No texto mencionado anteriormente “A Contemporary Observatory for the City”, o crítico Simon Sheikh vai além e fala da Collective como um novo tipo de Observatório da Cidade: “Se a instituição é, então, uma máquina que produz assuntos específicos, o que se pode pedir da transformação, não de uma fábrica em uma galeria, nem de uma galeria em um espaço de trabalho imaterial, mas do observatório histórico em uma galeria contemporânea?” E como observou a artista Hito Steyerl no ensaio intitulado “Is a Museum a Factory?”, “o museu geralmente não torna o trabalho visível, mas oculta o trabalho real de instalação, limpeza etc., mas é, ainda assim, ‘… um espaço para produção’ e ‘um espaço para exploração’”.

Esse é um panorama complexo com muitos colaboradores, e a Collective reconhece todos os artistas, grupos, apoiadores e membros da equipe que colaboram para desenvolver o nosso método organizacional em constante evolução. A influência de artistas e outros é palpável em nosso trabalho e, como organização, geralmente mantemos um espaço, uma plataforma na qual outros podem atuar. Precisamos tomar cuidado para não colonizar o conhecimento ou as ideias daqueles com quem colaboramos no processo de decolonização. Neste texto, defendi que, embora seja um processo complexo, talvez as organizações de pequeno porte estejam em melhor posição para fundirem “bastidores” e “palco”; trabalhando juntos, com o cuidado como método, podemos instituir novas formas de plataforma que também sirvam melhor a nossos apoiadores.

 

***

 

Kate Gray
Diretora do Collective, Edimburgo desde 2009, onde anteriormente liderou o programa Collective’s One Mile (2006-2009). O coletivo reúne as pessoas em torno da produção de novos trabalhos e o programa de Kate na Collective concentra-se na co-produção entre artistas e pessoas que não se descrevem como artistas. Comissões recentes incluem Dineo Seshee Bopape, Hito Steyerl, Goldin e Senneby, Jesse Jones, Slavs e Tatars, Simon Martin, Grace Schwindt e Petra Bauer. Kate liderou a transferência do Colectivo, reorientando o Observatório da Cidade, no icónico Calton Hill de Edimburgo, para ser um novo centro de arte contemporânea em 2018. Estudou em Oxford e Sheffield Hallam Universities antes de concluir um MFA na Glasgow School of Art. Ela foi a primeira coordenadora de Rhubaba, galeria de artistas e estúdios (2014-2017) e é professora visitante na Escola de Arte de Glasgow e Faculdade de Arte de Edimburgo.

_______

1 “Palco” e “bastidores” é um conceito discutido no âmbito do Programa Satélites e foi introduzido especificamente pelo artista James N. Hutchinson, que é o facilitador de grupo do programa desde 2015. Ele se refere em especial ao texto “Backstage and Processuality: Unfolding the installation sites of Curatorial Projects”, de Ines Moreira, publicado em The Curatorial – A Philosophy of Curating (Org. de Jean Paul Martinon, Londres/Nova York: Bloomsbury, 2013), no qual a autora afirma que “Os bastidores se referem, também, a um estado de incompletude, a um lugar inacabado onde o ‘fazer’ tem lugar. Bastidores dão origem a exposições, estendem os ateliês dos artistas e criam estruturas expositivas de instalações espaciais a cenografias,” 225-234.

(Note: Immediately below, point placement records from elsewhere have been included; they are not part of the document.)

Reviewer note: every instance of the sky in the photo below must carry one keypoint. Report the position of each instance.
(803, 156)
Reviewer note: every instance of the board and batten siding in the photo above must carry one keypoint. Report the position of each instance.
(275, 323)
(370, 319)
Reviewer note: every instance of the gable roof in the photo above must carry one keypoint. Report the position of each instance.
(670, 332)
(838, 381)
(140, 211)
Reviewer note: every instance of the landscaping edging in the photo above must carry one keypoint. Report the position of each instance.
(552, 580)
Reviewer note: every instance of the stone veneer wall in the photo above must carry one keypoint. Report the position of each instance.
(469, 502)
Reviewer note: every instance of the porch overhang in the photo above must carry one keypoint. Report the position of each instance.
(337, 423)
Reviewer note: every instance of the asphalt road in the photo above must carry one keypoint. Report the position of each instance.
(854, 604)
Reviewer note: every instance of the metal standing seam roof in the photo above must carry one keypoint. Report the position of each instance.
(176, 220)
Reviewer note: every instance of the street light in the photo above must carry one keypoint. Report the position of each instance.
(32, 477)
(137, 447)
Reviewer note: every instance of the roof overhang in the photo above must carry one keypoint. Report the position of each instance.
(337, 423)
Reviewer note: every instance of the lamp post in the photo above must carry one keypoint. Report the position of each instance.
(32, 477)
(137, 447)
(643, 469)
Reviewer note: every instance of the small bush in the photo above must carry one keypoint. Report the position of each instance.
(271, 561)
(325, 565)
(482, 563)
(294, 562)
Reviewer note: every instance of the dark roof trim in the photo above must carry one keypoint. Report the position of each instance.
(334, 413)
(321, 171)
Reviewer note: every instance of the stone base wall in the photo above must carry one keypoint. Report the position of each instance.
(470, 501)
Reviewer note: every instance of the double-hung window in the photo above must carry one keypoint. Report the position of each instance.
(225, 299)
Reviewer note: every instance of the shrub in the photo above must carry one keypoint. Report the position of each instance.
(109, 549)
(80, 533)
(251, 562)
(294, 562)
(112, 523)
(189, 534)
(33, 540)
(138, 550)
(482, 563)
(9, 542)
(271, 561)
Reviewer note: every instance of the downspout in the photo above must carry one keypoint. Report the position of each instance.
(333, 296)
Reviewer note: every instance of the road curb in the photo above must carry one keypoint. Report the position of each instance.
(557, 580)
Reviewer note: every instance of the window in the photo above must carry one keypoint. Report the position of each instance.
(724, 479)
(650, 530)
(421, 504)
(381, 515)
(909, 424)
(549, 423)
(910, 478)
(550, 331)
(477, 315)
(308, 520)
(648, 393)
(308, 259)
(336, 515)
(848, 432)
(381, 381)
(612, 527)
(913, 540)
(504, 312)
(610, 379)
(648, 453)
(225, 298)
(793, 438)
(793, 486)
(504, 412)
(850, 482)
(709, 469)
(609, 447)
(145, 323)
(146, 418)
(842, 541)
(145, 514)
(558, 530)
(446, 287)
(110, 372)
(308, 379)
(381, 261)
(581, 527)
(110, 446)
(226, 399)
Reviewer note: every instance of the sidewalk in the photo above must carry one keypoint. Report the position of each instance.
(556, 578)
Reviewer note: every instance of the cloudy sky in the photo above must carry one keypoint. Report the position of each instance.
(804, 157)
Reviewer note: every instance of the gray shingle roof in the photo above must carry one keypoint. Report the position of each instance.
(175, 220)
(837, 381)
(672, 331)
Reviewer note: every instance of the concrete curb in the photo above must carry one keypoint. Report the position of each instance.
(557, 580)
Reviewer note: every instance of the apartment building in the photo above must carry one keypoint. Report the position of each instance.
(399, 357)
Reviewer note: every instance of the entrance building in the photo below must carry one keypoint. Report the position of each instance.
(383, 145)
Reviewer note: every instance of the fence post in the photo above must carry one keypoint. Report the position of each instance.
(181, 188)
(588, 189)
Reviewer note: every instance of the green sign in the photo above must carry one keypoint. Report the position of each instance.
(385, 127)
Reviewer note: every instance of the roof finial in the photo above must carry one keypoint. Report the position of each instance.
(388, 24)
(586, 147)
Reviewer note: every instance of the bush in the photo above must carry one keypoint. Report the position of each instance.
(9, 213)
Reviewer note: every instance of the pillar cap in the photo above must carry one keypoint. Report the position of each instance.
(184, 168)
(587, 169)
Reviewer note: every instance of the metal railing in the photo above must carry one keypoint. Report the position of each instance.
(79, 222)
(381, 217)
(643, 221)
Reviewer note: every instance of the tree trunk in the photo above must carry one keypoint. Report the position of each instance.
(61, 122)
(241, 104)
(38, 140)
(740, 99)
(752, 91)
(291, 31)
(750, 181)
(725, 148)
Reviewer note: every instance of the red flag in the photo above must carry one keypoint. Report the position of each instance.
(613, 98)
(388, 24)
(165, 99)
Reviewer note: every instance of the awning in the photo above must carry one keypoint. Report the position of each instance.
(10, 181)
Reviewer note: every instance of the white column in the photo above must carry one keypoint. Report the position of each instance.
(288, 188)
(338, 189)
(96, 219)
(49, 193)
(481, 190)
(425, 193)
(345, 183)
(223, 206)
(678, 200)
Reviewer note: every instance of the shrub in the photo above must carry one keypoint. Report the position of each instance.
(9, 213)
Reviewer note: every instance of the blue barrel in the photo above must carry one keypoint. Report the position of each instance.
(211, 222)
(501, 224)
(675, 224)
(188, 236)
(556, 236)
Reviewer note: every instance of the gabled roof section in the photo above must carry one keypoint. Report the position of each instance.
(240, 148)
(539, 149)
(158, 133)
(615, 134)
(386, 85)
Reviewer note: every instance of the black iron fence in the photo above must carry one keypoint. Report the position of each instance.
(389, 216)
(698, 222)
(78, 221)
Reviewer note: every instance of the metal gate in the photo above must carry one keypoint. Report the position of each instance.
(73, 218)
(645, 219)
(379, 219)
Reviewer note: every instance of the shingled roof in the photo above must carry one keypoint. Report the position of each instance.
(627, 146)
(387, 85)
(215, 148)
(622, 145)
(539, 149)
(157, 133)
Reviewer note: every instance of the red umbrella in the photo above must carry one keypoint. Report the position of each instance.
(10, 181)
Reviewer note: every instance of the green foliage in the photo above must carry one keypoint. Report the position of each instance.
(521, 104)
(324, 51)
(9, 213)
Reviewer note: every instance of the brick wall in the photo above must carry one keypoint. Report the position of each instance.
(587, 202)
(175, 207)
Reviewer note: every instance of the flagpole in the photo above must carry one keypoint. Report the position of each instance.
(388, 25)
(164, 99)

2 Towards a City Observatory: Constellations in Art, Collaboration and Locality é uma publicação que foi produzida pela Collective em 2017. Refletindo a respeito da longa jornada para se chegar a esse ponto, Towards a City Observatory convida artistas, escritores e pensadores a imaginarem um novo tipo de observatório que aproxime as pessoas por meio da arte contemporânea. Essa publicação representa um momento de pausa para a Collective no limiar da mudança e aborda alguns de seus principais projetos dos últimos cinco anos para nortearem o futuro. Towards a City Observatory traz contribuições de Charles Esche, Lesley Young, Simon Sheikh, Emma Hedditch, Wendelien van Oldenborgh, Sharam Khosravi e muitos outros pares que ajudaram a Collective a se tornar uma entidade plural desde sua constituição em 1984. O design do livro foi feito por Åbäke para uma edição limitada de duzentos exemplares que possuem uma beirada bicolor singular. Um pdf grátis pode ser obtido aqui e uma versão impressa sob encomenda pode ser adquirida aqui.

3 Não é meu objetivo aqui analisar todas as complexidades do pensamento sobre a descolonização no projeto de troca com o Brasil, pois isso daria origem a um outro texto. No entanto, alguns aspectos devem ser reconhecidos, incluindo a natureza complexa do financiamento do British Council e as armadilhas de definir uma organização, o indivíduo e as sutilezas das relações entre eles a partir de um entendimento em evolução a respeito de um contexto diferente. Isso foi discutido diversas vezes internamente na Collective ao longo do projeto e também ao longo do processo de edição desta publicação.

4 Em 2014, o Norte Comum se uniu ao Hotel da Loucura (2010-2016) um projeto que emergiu no Instituto Municipal Nise da Silveira em conjunto com a iniciativa Universidade Popular da Ciência e Arte Popular, e uma iniciativa do Núcleo de Ciência e Arte inaugurado na Secretária de Saúde da perfeitura do Rio de Janeiro. O coletivo passou a ocupar uma antiga enfermeira do hospital psiquiátrico Instituto Municipal Nise da Silveira e iniciou diversas atividades para os usuários com foco na expressão criativa e questões humanitárias. Ver os depoimentos de Jefferson Vasoncellos e Pablo Meijuiero na parte 1 do vídeo Cuidado como método nesta edição. [nstitutomesa.org/RevistaMesa_5/portfolio/cuidado-como-metodo-arte-politica-e-clinica-em-4-territorios-no-rio-de-janeiro/]

5 O projeto no Centro Municipal de Arte Hélio Oiticica e a residência do Norte Comum estiveram vinculados à pesquisa e curadoria de Izabela na realização da exposição ‘Bandeira na Praça’ resgatando a história do happening/protesto artístico em 1967 no Rio de Janeiro em paralelo às iniciativas de intervenções públicas contemporâneas realizadas por diversos artistas e coletivos.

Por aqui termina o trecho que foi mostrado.